A la base de cette application différente nous avons une interprétation strictement attachée aux prescrits de l’article 4 précité. Cette mauvaise application a connu des débats au sein des juridictions congolaises où deux tendances se sont dessinées de la manière suivante :

Pour la première, la requête dont le destinataire est le greffe au regard de l’article 4 susdit doit être adressée à la personne responsable des greffes au sein des juridictions. En République Démocratique du Congo, pour les Tribunaux de Commerce ou de Grande Instance il s’agit du greffier divisionnaire.
Pour la seconde, l’autorité devant prendre la décision est le président de la juridiction donc la requête doit lui être adressée et pour cela ils font une combinaison des articles 3 et 4 dudit Acte Uniforme.

Situation assez confuse où l’on s’est retrouvé dans certains tribunaux dans les premiers mois d’application avec une requête adressée au Greffier Divisionnaire qui ne reçoit pas la réponse de celui-ci mais plutôt une ordonnance du chef de juridiction. La question que l’on peut se poser est celle de savoir par quel mécanisme une requête adressée au Greffier Divisionnaire arrive au chef de juridiction et le conduit à rendre une ordonnance en réponse à cette requête.

En principe les requêtes bien que réceptionnées au greffe du tribunal sont adressées au Président de la juridiction pour ce qui concerne l’injonction de payer. L’article 4 précité dont la rédaction est malencontreuse a fait penser à une tendance que le greffier responsable du greffe d’une juridiction en était le destinataire. Le greffe n’est pas une juridiction mais un service au sein d’une juridiction qui s’occupe entre autres de la rédaction et tenue des actes de la juridiction du président et du tribunal. Le vocabulaire juridique le définit comme « un office ministériel, placé sous l’autorité et la responsabilité d’un greffier titulaire de charge, assurant l’ensemble des services administratifs des tribunaux de commerce… »5.

Or la demande est formée par requête auprès de la juridiction compétente (article 3). Le chef de la juridiction est le président, ce dernier est le seul qui examine la requête, en vérifie la recevabilité et se prononce quant au fond.
La solution à cette situation serait au regard de la formulation peu heureuse de l’article 4 que celui-ci soit modifié. La nouvelle rédaction devra préciser clairement que la requête devra être adressée par le demandeur, ou par son mandataire autorisé par la loi de chaque État partie à le représenter en justice, au président de la juridiction compétente. Celle-ci est déposée au greffe de la juridiction compétente.
Avec le temps la question a été réglée et à la date de ce jour toutes les requêtes sont adressées au président de la juridiction.

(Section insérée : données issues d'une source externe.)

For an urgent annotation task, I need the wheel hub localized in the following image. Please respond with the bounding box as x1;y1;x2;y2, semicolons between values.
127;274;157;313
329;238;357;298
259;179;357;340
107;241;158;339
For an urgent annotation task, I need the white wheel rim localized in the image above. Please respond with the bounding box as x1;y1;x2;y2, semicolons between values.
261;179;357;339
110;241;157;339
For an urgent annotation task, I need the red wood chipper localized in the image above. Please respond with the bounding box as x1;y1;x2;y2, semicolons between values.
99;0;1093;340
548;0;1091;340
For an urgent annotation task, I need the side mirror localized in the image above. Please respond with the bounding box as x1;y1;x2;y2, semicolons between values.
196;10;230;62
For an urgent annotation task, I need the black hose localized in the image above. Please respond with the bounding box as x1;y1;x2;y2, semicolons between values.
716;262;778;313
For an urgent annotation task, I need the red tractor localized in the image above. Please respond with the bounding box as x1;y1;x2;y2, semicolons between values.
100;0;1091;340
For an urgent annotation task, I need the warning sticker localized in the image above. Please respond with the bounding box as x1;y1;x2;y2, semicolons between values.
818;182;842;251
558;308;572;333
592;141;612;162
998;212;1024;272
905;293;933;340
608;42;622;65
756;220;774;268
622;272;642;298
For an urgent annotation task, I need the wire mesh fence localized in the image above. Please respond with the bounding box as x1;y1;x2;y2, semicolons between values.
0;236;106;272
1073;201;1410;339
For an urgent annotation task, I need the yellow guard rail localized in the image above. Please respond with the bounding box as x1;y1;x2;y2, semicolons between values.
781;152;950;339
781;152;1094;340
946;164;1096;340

IV. Ordonnances rendues en cas de litiges nés du contentieux de l’exécution, Rédaction des actes de procédure et cas des nullités

La rédaction des exploits a également posé quelques problèmes lors des premières applications. En effet la lecture de l’Acte Uniforme portant procédures simplifiées de recouvrement et les voies d’exécution révèle que cette dernière matière est attachée à un formalisme rigoureux et même excessif comprenant des exigences d’ordre procédurale assez stricte en ce qui concerne les mentions que doivent contenir les exploits à peine de nullité.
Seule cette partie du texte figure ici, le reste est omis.